One of the things that helped him on his journey was starting his blog, Who Put My iPad in the Dishwasher, which chronicles the trials and tribulations of life as a single parent. He feels proud to know it has resonated with other lone mothers and fathers around the world, helping them find their own way and gaining a loyal following.
It’s also led to a new adventure for the Megow clan, which has just moved almost a thousand miles from Hahira, Georgia, to eastern Pennsylvania. The family is embarking on a new chapter.
“I’ve met someone,” says Seth. “Sarah is kind, intelligent and a wonderful person. We connected around a year ago when she randomly found my blog and messaged me. People often get in touch, but there was something about her that was a bit different.”
Mindful of both his children and hers – Sarah has three kids – they’ve taken things slowly.

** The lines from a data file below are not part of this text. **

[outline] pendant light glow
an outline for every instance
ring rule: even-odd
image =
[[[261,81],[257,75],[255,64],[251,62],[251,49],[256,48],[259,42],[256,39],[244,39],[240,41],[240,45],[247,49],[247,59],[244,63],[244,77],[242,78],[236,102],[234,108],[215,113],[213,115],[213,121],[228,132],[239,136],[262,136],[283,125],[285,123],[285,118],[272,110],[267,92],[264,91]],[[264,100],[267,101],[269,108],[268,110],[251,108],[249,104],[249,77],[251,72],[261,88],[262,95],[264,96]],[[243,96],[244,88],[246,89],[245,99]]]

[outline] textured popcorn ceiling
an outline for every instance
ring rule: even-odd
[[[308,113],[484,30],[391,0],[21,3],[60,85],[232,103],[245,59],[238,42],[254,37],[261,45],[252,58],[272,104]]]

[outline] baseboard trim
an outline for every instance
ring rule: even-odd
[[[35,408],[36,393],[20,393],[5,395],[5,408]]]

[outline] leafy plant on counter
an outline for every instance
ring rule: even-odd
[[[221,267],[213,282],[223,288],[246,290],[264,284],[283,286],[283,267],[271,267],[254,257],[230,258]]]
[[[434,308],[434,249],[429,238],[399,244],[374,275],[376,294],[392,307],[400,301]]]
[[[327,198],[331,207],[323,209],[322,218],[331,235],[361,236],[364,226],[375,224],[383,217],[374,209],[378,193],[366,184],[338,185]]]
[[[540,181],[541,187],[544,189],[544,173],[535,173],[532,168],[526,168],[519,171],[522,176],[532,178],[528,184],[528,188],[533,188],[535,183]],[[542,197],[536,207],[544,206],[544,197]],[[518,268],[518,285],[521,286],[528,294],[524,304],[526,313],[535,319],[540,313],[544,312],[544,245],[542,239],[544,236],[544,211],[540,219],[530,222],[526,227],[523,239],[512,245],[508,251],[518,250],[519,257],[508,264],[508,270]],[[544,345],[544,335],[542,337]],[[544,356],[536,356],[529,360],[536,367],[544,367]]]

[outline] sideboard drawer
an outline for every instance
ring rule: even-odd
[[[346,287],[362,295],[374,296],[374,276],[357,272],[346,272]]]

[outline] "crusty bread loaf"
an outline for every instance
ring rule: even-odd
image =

There’s been a lot of talking, texting, and FaceTiming, often covering really in-depth topics. “That tends to happen when you can’t just get together with someone whenever you like to catch a movie or dinner,” reflects Seth. “You make the most of when you can connect and get to the nitty-gritty.” They’ve met up as often as they can, of course, and also tried to let their kids meet as frequently as possible.
Neither of them thinks it’s a fairytale, emphasizes Seth. They don’t expect to ride off into the sunset to a happy-ever-after without so much as a backwards glance. They’ve agreed to take things slowly – instead of moving in together straight away, both families will get used to being around each other in the same town first. And Seth and Sarah have already had conversations about various situations that might occur in a blended family with seven children, and discussed how to handle them.
“It’s an exciting adventure,” says Seth. “Nothing ever goes exactly how you plan, so who knows what lies ahead? But I feel Sarah and I have the same game-plan, we feel the same about the important stuff. We’ve got time to work the rest out as we go along.”
He hopes his story will give hope to other single parents and encourages them to reach out when they need help.
“Being a single dad hasn’t been easy. There will be tears and hard times for anyone in this situation, but I hope they’ll remember they’re not alone,” he says. “Build yourself a village – find people who understand what it’s like, who you can confide in. They’ll support you, as you support them.”
Ultimately, he says, be proud of yourself. Everyone has strengths and weaknesses – the trick is understanding them, accepting them, and realizing you’re exactly who you’re meant to be.
“I can honestly say I feel nothing but joy now about where I am, where I’ve come to with my little tribe,” concludes Seth. “We’ve waited a long time for the right people to come along, and I look forward to the future with excitement and joy – isn’t that what life’s about?”